He went away again almost directly afterwards, and there followed a time of general bustle and confusion. ‘It’s a pity we can’t take Diamond Jubilee his breakfast now,’ remarked Emmeline, chancing to find herself alone with the twins. ‘It would be quite easy to get it out of the house without anyone noticing while they’re all so busy; but it’s such a long way to the Feudal Castle that I’m afraid it would be lesson-time before we could get back.’
‘Oh, but he isn’t at the Feudal Castle,’ said Micky calmly. ‘I believe he’d be in the summer-house still if I hadn’t told him he must jolly well get out if he didn’t want me to lick him. I expect he’s hanging about somewhere near the garden.’
‘Micky, you surely didn’t sleep in the summer-house?’ asked Emmeline, in a frightened voice.
Micky nodded.
‘You couldn’t expect us to lug those beastly blankets all the way to the Feudal Castle,’ he said.
‘But, Micky, it was really risky,’ said Emmeline. ‘Just supposing Mr. Brown had found you!’
‘Well, he didn’t, anyhow,’ said Micky, ‘and it wasn’t likely he would; nobody hardly ever goes there except us.

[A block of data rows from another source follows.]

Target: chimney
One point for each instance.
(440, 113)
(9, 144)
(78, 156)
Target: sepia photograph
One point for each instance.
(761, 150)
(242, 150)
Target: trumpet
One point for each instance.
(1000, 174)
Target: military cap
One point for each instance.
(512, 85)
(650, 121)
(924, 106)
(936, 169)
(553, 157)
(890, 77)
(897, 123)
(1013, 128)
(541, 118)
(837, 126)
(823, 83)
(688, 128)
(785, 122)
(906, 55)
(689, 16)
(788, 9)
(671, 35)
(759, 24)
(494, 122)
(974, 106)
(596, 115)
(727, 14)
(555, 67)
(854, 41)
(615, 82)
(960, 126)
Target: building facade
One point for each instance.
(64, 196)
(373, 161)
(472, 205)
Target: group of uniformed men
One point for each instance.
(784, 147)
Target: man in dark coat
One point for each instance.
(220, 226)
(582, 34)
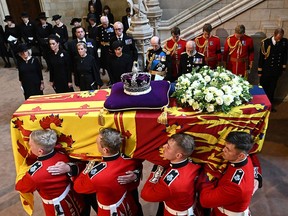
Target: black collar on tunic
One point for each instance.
(112, 157)
(180, 164)
(240, 164)
(47, 156)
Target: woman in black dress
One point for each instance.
(12, 36)
(60, 67)
(30, 73)
(87, 70)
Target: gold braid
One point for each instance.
(232, 48)
(173, 49)
(201, 46)
(150, 61)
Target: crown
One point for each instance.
(136, 83)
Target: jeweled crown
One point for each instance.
(136, 83)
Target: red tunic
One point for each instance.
(239, 54)
(210, 48)
(175, 187)
(234, 189)
(50, 186)
(102, 179)
(174, 49)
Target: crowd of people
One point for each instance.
(69, 187)
(106, 55)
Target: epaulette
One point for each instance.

It was really much safer than if we had gone to the Feudal Castle. How would I ever have known when it was time to come back, in the middle of the wood?’
There was something in this, but still Emmeline could not help feeling that it had been a risk, and a risk that Diamond Jubilee must not again be allowed to run. Then, as a fresh idea suddenly struck her, ‘What about the blankets?’ she gasped—‘you haven’t surely left them——’
‘Oh, they’re as safe as safe,’ Micky reassured her. ‘I thought of a simply lovely place to keep them—Punch’s kennel!’
‘But they’ll be seen as soon as ever Punch is unchained!’ said Emmeline, in a panic. ‘Oh, how could you be so silly?’